When Dainami decides to rock, The Process is golden. “Antidisestablishmentarianism” tears stuff up with a guitar riff that would make Adam Jones from Tool proud and funky bass breaks that keep things from getting too brooding. “The Argument for Universal Sterilization” plows along with chugging rhythms and darkly catchy chorus that build to a growling climax.
“Glimmer Light’ is a bit more on the Iron Maiden side of metal, as the riffs fly fast and furious with a ‘spacey’ backing atmosphere to them. Another worthy listen is “Drive,” which bounces between a vaguely space-porn-blues bent and a straight-up rocking chorus before launching into a noodling guitar solo. The album closes with “Speaking Slowly,” a near 10-minute space-fuzz bass romp that builds up to tear the disc to a close with some frantic guitar work.
The rest of the material on The Process just doesn’t seem to measure up to the more ‘metal’ tracks, though. When Dainami takes a page from Tool, things just don’t work out as well. “Queen of the Nile,” for example, starts out with potential but then languishes through six minutes of material without ever really doing anything. “Monkeycard” suffers from the same fate, although it is made more tolerable than “Queen” thanks to the flurry of heavy guitar sounds that kick in about halfway through the track. The only really listenable ‘prog’ stuff on The Process is the eerie “Blue Morning,” which is actually a pretty captivating six-and-a-half minutes of dynamic-based guitar and bass interworking that eventually breaks into a rash of guitars before winding down.

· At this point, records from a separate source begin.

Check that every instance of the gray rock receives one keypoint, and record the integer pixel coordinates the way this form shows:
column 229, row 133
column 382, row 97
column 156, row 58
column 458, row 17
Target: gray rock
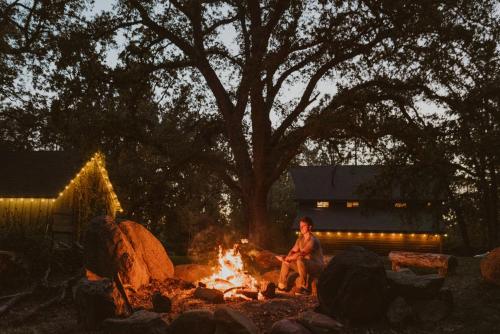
column 229, row 321
column 194, row 321
column 435, row 309
column 399, row 311
column 161, row 303
column 289, row 326
column 319, row 323
column 409, row 285
column 97, row 300
column 353, row 286
column 213, row 296
column 141, row 322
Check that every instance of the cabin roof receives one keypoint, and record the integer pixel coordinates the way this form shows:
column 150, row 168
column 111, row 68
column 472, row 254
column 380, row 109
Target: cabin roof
column 359, row 219
column 32, row 174
column 347, row 182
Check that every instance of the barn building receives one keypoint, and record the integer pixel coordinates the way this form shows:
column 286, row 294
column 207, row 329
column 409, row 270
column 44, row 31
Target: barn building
column 54, row 192
column 348, row 207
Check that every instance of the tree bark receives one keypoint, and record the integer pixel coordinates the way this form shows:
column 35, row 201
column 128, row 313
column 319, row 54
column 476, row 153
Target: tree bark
column 257, row 217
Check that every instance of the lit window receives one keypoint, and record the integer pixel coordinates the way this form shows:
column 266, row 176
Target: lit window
column 322, row 204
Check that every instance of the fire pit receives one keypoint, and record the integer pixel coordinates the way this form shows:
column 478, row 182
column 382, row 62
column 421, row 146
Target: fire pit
column 231, row 278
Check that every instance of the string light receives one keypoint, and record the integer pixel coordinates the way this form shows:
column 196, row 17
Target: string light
column 98, row 159
column 381, row 235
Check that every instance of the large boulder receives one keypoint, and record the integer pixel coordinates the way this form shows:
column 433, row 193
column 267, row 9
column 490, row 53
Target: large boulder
column 407, row 284
column 97, row 300
column 289, row 326
column 319, row 323
column 354, row 286
column 399, row 311
column 229, row 321
column 126, row 249
column 490, row 267
column 193, row 321
column 150, row 249
column 141, row 322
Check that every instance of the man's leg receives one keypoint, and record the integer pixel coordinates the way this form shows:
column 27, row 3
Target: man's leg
column 285, row 268
column 302, row 270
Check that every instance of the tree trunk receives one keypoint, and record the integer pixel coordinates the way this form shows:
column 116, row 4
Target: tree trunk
column 257, row 217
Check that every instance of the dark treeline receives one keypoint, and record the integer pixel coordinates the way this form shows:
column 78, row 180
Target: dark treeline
column 202, row 106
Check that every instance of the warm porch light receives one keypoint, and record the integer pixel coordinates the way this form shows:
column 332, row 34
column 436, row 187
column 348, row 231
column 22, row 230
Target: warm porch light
column 322, row 204
column 352, row 204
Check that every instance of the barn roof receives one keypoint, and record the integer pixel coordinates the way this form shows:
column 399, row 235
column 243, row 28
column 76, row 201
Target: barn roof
column 346, row 182
column 365, row 220
column 32, row 174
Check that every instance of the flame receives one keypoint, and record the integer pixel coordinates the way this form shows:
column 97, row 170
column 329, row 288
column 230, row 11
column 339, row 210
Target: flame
column 230, row 274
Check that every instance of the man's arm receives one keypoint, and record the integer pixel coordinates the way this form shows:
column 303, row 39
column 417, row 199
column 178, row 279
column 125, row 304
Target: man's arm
column 294, row 252
column 308, row 248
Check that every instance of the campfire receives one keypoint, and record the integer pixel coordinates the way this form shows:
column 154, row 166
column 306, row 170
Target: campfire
column 230, row 276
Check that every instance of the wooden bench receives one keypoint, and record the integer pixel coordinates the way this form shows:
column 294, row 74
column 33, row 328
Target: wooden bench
column 443, row 263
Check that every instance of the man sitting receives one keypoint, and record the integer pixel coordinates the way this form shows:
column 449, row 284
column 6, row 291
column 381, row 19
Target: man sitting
column 305, row 257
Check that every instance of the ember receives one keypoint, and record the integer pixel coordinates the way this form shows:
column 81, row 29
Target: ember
column 230, row 275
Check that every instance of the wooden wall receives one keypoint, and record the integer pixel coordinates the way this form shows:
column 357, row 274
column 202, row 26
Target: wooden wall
column 33, row 215
column 87, row 196
column 381, row 244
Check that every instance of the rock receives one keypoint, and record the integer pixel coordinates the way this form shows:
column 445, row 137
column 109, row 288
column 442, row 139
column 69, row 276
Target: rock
column 150, row 249
column 409, row 285
column 354, row 287
column 213, row 296
column 98, row 300
column 399, row 311
column 229, row 321
column 319, row 323
column 264, row 260
column 127, row 249
column 161, row 303
column 289, row 326
column 13, row 270
column 268, row 289
column 274, row 276
column 194, row 321
column 141, row 322
column 490, row 267
column 192, row 272
column 436, row 309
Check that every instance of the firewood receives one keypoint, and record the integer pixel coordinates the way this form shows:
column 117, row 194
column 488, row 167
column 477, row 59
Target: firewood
column 442, row 262
column 248, row 293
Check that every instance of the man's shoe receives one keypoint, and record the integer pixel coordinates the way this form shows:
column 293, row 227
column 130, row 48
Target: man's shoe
column 302, row 292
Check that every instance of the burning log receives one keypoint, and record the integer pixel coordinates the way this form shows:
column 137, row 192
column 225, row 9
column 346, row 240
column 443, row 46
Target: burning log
column 268, row 289
column 252, row 294
column 211, row 295
column 230, row 275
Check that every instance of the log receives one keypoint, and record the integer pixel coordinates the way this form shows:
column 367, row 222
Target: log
column 249, row 293
column 444, row 263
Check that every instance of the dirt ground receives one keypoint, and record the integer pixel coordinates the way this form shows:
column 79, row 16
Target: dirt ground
column 476, row 310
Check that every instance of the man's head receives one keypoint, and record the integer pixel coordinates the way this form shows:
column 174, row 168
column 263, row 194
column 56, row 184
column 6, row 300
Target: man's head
column 305, row 225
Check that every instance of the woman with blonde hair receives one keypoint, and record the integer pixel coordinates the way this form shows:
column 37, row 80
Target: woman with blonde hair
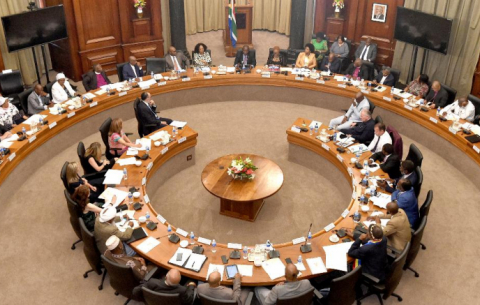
column 117, row 138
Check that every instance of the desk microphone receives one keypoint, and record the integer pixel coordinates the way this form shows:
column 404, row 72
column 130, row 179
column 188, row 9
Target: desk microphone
column 306, row 248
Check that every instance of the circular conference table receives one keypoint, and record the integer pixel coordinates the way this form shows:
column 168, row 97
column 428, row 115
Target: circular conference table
column 242, row 199
column 138, row 176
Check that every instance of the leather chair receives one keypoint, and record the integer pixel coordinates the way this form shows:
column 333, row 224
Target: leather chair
column 303, row 299
column 206, row 300
column 155, row 298
column 74, row 212
column 391, row 282
column 23, row 99
column 91, row 253
column 415, row 246
column 342, row 289
column 156, row 65
column 11, row 85
column 415, row 155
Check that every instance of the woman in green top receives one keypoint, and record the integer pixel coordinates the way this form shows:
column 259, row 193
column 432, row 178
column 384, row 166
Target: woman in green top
column 321, row 45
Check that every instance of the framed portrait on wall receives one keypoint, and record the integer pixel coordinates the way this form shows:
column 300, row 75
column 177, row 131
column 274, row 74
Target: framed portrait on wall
column 379, row 12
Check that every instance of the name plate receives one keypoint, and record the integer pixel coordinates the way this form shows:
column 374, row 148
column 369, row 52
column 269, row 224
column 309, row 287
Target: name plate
column 329, row 227
column 299, row 240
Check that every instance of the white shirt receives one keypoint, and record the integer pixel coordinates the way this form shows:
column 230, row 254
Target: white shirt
column 465, row 113
column 384, row 139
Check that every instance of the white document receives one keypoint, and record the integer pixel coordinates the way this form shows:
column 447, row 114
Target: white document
column 148, row 244
column 316, row 265
column 274, row 268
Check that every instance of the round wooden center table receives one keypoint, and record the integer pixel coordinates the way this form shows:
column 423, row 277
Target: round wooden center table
column 242, row 199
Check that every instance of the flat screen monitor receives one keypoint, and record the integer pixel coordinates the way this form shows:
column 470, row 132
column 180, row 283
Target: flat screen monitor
column 424, row 30
column 34, row 28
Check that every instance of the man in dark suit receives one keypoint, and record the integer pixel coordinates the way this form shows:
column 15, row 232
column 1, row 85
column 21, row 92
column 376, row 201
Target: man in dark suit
column 169, row 285
column 95, row 78
column 147, row 116
column 385, row 78
column 132, row 69
column 357, row 70
column 176, row 61
column 245, row 59
column 331, row 63
column 366, row 51
column 437, row 96
column 362, row 132
column 389, row 161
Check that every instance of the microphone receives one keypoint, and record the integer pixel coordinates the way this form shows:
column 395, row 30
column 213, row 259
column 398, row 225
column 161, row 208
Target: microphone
column 306, row 248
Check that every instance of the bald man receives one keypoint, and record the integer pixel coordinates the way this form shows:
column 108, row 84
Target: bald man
column 290, row 288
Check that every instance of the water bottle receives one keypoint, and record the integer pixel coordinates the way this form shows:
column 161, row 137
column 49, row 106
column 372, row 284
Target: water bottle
column 192, row 238
column 214, row 246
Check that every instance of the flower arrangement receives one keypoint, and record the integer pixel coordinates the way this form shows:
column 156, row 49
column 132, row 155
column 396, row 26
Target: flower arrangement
column 242, row 169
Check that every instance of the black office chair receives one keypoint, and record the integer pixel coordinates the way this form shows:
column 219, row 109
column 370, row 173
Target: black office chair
column 391, row 282
column 303, row 299
column 23, row 99
column 156, row 65
column 156, row 298
column 120, row 71
column 91, row 253
column 415, row 155
column 415, row 246
column 342, row 289
column 74, row 212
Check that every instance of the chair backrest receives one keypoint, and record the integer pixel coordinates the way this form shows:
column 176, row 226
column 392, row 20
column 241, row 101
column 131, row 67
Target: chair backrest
column 415, row 155
column 302, row 299
column 120, row 71
column 342, row 289
column 418, row 186
column 156, row 65
column 452, row 93
column 73, row 210
column 476, row 102
column 415, row 243
column 155, row 298
column 395, row 273
column 90, row 248
column 122, row 278
column 206, row 300
column 11, row 83
column 23, row 97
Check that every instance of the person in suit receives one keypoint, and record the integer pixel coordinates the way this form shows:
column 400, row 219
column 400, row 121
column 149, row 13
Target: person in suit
column 362, row 132
column 437, row 96
column 385, row 78
column 38, row 100
column 406, row 200
column 356, row 70
column 245, row 59
column 176, row 61
column 389, row 161
column 132, row 70
column 146, row 112
column 397, row 230
column 353, row 113
column 170, row 284
column 331, row 64
column 96, row 78
column 366, row 51
column 290, row 288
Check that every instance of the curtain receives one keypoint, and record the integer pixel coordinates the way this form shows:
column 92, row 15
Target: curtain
column 20, row 60
column 455, row 69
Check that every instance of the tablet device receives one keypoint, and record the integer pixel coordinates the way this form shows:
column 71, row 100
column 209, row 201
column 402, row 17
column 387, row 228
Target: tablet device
column 231, row 270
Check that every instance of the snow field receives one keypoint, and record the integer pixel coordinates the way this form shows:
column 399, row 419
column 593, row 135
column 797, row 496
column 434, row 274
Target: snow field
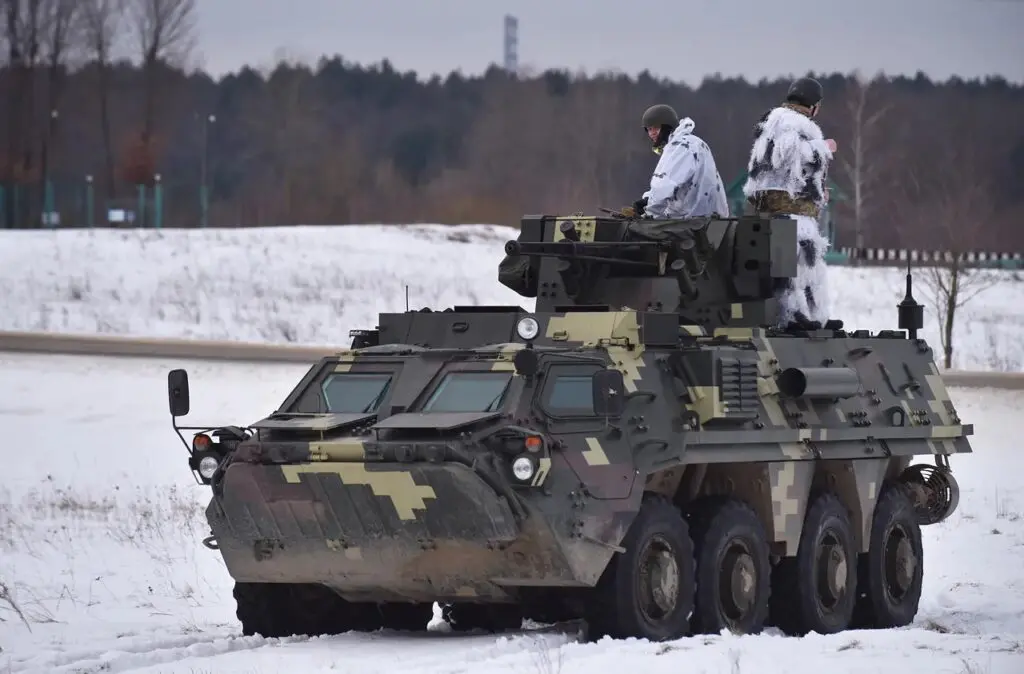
column 100, row 531
column 311, row 285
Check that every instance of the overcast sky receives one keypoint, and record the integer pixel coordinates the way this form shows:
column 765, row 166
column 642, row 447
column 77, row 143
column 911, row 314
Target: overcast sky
column 680, row 39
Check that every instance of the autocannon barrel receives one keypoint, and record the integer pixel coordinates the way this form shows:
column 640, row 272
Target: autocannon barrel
column 819, row 382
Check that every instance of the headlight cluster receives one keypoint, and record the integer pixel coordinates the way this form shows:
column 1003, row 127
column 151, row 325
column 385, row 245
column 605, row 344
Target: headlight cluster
column 525, row 465
column 206, row 458
column 527, row 328
column 523, row 469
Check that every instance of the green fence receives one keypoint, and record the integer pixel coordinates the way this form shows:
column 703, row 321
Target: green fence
column 80, row 204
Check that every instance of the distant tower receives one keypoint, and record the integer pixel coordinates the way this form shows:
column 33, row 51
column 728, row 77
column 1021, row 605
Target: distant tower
column 511, row 43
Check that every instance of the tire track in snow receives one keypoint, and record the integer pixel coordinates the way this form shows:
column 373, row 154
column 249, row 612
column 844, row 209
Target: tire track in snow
column 143, row 653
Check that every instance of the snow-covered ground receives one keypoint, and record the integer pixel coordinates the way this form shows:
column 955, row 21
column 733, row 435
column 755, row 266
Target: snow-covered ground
column 100, row 529
column 312, row 285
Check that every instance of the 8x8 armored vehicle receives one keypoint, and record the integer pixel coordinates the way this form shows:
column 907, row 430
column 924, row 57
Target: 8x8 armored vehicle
column 645, row 451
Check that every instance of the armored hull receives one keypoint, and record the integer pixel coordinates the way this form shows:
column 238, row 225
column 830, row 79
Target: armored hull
column 656, row 472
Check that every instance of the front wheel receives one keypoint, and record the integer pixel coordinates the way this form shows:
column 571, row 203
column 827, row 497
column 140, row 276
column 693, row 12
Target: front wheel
column 647, row 591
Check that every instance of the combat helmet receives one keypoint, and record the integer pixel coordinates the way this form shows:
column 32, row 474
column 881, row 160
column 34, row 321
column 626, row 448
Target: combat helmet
column 664, row 117
column 806, row 91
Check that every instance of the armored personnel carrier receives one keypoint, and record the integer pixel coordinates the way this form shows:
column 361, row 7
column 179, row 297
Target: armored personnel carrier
column 646, row 451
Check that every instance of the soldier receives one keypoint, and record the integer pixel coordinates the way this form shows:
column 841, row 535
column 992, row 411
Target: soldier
column 685, row 182
column 786, row 174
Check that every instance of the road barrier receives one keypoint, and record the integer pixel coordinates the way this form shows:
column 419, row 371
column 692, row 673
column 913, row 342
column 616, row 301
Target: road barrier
column 197, row 349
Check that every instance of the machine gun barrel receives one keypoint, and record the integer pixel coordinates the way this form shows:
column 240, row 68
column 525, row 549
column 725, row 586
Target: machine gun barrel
column 620, row 252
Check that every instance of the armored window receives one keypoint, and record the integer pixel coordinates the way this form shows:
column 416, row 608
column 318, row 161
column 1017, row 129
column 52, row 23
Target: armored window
column 348, row 391
column 469, row 391
column 571, row 394
column 568, row 390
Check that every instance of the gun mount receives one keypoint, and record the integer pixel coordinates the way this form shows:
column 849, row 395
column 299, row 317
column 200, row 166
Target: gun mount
column 714, row 271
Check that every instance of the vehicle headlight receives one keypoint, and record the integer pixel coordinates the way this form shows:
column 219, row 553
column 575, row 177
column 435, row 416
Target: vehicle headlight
column 522, row 468
column 208, row 466
column 527, row 328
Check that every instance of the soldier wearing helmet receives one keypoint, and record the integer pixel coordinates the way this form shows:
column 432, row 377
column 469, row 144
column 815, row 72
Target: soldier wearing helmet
column 786, row 175
column 686, row 181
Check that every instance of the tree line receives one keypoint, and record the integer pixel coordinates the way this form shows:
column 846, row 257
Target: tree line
column 921, row 164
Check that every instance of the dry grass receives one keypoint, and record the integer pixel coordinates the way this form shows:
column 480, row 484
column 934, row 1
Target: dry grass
column 60, row 548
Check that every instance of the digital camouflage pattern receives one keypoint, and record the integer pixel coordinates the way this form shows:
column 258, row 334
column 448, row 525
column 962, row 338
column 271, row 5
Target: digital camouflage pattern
column 690, row 428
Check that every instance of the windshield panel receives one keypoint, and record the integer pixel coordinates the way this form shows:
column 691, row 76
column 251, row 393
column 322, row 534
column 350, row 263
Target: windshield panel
column 572, row 393
column 350, row 392
column 469, row 391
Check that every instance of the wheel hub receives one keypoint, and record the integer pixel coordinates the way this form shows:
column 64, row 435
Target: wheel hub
column 740, row 575
column 833, row 572
column 901, row 562
column 659, row 575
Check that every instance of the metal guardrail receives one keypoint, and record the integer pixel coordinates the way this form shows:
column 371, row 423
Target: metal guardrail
column 196, row 349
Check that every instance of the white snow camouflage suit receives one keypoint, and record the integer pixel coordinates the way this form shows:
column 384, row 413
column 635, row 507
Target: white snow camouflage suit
column 786, row 174
column 685, row 182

All in all, The Process is certainly worth a listen. The prog-rock/metal stuff here seems to drag the disc down a bit, but I think that’s more of a reflection about my opinions on prog-rock than it does the material here. The straight up rock/metal stuff, however, is pretty stellar, making The Process more than a worthwhile listen for fans of this genre. Fred Durst, eat your heart out – Dainami’s The Process rocks your lame ass.